(Disclosure and/or disclaimer: I don't speak for my employer. If you know who my employer is, you might guess I have all kinds of confidential insider Search Engine Optimization secrets, but I don't. I know this book's author; that might bias me to like the book, but I'm honestly pretty darned sure it's a good book.)
This book is a great introduction to internet marketing, specifically how to rank well on Google and other search engines without slitting your own throat. That last clause in that sentence there might have sounded out of place. But the thing is: many people out there sell "snake oil" in this field. They tell you they have a secret way to make you rank better in search engines. They don't tell you that they're going to set up some spammy sites; they wont' tell you that their techniques might get your site de-listed; they won't tell you that their techniques to make your site appeal to search engines might drive away humans. (Remember them? Your customers? They don't understand why that "best bargain cheap digital camera" link is at the bottom of each of your web pages.)
But if all you can tell people is "Beware of snake oil", they'll reasonably ask you "OK, you've told me not to drink the snake oil, but what should I do?" And if you're like me, you impatiently roll your eyes at this point and think "This is going to take forever to explain; I don't want to talk about this." But now I know what to do with these people. I'm going to throw this book Marketing in the Age of Google at them. It's not about the snake oil. It's about how to present web pages so that they "make sense" to search engines as well as they do to humans. There's no startling insights here, but there's clear explanation, with examples. The book points out some common mistakes, shows how to fix them up.

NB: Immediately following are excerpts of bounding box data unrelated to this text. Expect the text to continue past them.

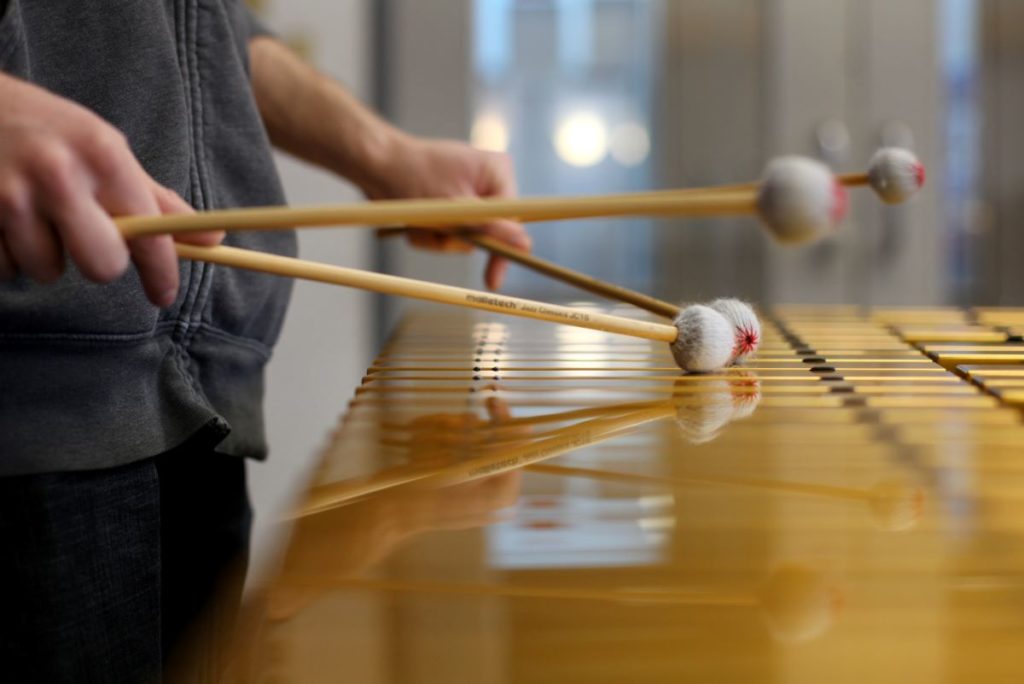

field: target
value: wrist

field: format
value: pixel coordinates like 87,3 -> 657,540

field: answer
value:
335,120 -> 414,199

Along the way, there's good advice about information architecture. There's hints for computer programmers developing content management systems (you poor sods). There's more to say in each of these areas, but the book covers the most important parts. And that's what you want in an introduction of course—you don't want folks over-focusing on some nuance that will boost 10% of their score while ignoring the core stuff and letting 90% of their score collapse.
Even if someone doesn't plan to optimize their own site for search engines, they might want to read this book. If they do, they'll have a better idea of what an honest, competent SEO professional talks about. If you're thinking of hiring an SEO consultant and they talk about this stuff, you're probably in pretty good shape. If they try to sell you some technical mumbo-jumbo about multi-tiered linkfarms, you probably want to steer clear of them.